In [None]:
import json
import math
import os

from keras.backend import clear_session
from keras.applications.xception import preprocess_input
import matplotlib.pyplot as plt
import numpy as np
import cv2

from abyss_deep_learning.datasets.coco import ImageClassificationDataset
from abyss_deep_learning.datasets.translators import CocoCaptionTranslator
from abyss_deep_learning.keras.classification import caption_map_gen, onehot_gen, hamming_loss
from abyss_deep_learning.keras.utils import lambda_gen, batching_gen
from abyss_deep_learning.keras.models import ImageClassifier

In [None]:
DATA_DIR = os.path.join(os.getcwd(), 'data')
TRAIN = "train.json"

In [None]:
ds = ImageClassificationDataset(os.path.join(DATA_DIR, TRAIN),
                                      cached=False,
                                      translator=CocoCaptionTranslator())


In [None]:
# Relabel non 'RI' captions as 'NR' 
# for binary classification of root/non-root

for idx, ann in ds.coco.anns.items():
    if ann['caption'] != 'RI':
        ann['caption'] = 'NR'

In [None]:
image, caption = ds.sample()
print(caption)
plt.imshow(image)

In [None]:
caption_map = {
    'NR': 0,
    'RI': 1,
}

In [None]:
caption_map_r = {value: key for key, value in caption_map.items()}

## Data set splitting

In [None]:
split_ratio = 0.8

In [None]:
idx_shuffled = np.random.permutation(len(ds.coco.imgs))

In [None]:
idx_split = int(np.floor(split_ratio*len(ds.coco.imgs)))

In [None]:
train_ids = idx_shuffled[0:idx_split]
val_ids = idx_shuffled[(idx_split+1):]

In [None]:
train_gen = ds.generator(data_ids=list(train_ids),endless=True, shuffle_ids=True)
val_gen = ds.generator(data_ids=list(val_ids),endless=True, shuffle_ids=True)

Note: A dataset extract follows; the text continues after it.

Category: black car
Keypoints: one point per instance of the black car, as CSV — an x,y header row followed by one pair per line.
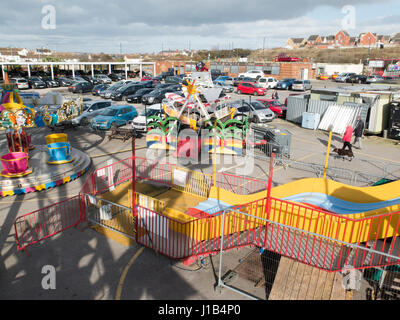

## Parameters for model training

In [None]:
num_rows = 299
num_cols = 299

batch_size = 5

steps_per_epoch = len(train_ids) // batch_size
validation_steps = len(val_ids) // batch_size

epochs = 5

init_lr = 1e-5

In [None]:
def pipeline(gen):
    """
        Convert the caption to one hot representation
    """
    return batching_gen(lambda_gen(onehot_gen(caption_map_gen(gen, caption_map), len(caption_map)), 
                                   lambda x, y: (preprocess_input(cv2.resize(x, (num_rows, num_cols))), y)), batch_size)


In [None]:
for image, caption in pipeline(val_gen):
    print(caption)
    break

In [None]:
# Model default uses Xception model
model = ImageClassifier(init_lr=init_lr)

In [None]:
model.fit_generator(pipeline(train_gen),
                    epochs=epochs,
                    steps_per_epoch=steps_per_epoch,
                    validation_data=pipeline(val_gen),
                    validation_steps=validation_steps,
                    )

In [None]:
image, caption = ds.sample()
print(caption_map_r[model.predict(np.expand_dims(cv2.resize(image, (299,299)), 0))[0]])
print(caption.pop())

In [None]:
SWC = "/mnt/rhino/ssd1/processed/industry-data/swc/train_1/cloudfactory/datasets/with-bg/notebook-ready/train-nb.json"

In [None]:
swc_ds = ImageClassificationDataset(SWC,
                                    cached=False,
                                    translator=CocoCaptionTranslator(separator=','))

In [None]:
roots = ['SeRB', 'SeRF', 'SeRJ', 'SeRM']

In [None]:
for idx, ann in swc_ds.coco.anns.items():
    print(idx, ann)

In [None]:
swc_gen = swc_ds.generator()

In [None]:
def swc_pipeline(gen):
    return batching_gen(onehot_gen(
        caption_map_gen(lambda_gen(gen, 
                                      lambda x, y: (preprocess_input(cv2.resize(x, (num_rows, num_cols))), 
                                                    ['RI' if any(label in roots for label in list(y)) else 'NR'])),
                           caption_map,
                          ),
        len(caption_map),
    ),
                        batch_size)

In [None]:
y = {'F', 'SeRB', 'SJ'}
['RI' if any(label in roots for label in list(y)) else 'NR']

In [None]:
swc_ds.stats

In [None]:
steps = len(swc_ds.coco.imgs) // batch_size

In [None]:
swc_ds.print_class_stats()

In [None]:
model.model_.metrics_names

In [None]:
image, caption = next(swc_gen)
preds = model.predict_proba(preprocess_input(np.expand_dims(cv2.resize(image, (num_rows, num_cols)), axis=0)))[0]
labelled = np.array(['RI' if any(label in roots for label in list(caption)) else 'NR'])

In [None]:
for image, caption in swc_gen:
    preds = np.vstack((preds, model.predict_proba(preprocess_input(np.expand_dims(cv2.resize(image, (num_rows, num_cols)), axis=0)))[0]))
    labelled = np.vstack((labelled, np.array(['RI' if any(label in roots for label in list(caption)) else 'NR'])))

In [None]:
for idx, (pred, label) in enumerate(zip(preds, labelled)):
    print(idx, pred, label)

In [None]:
plt.imshow(swc_ds.load_data(472))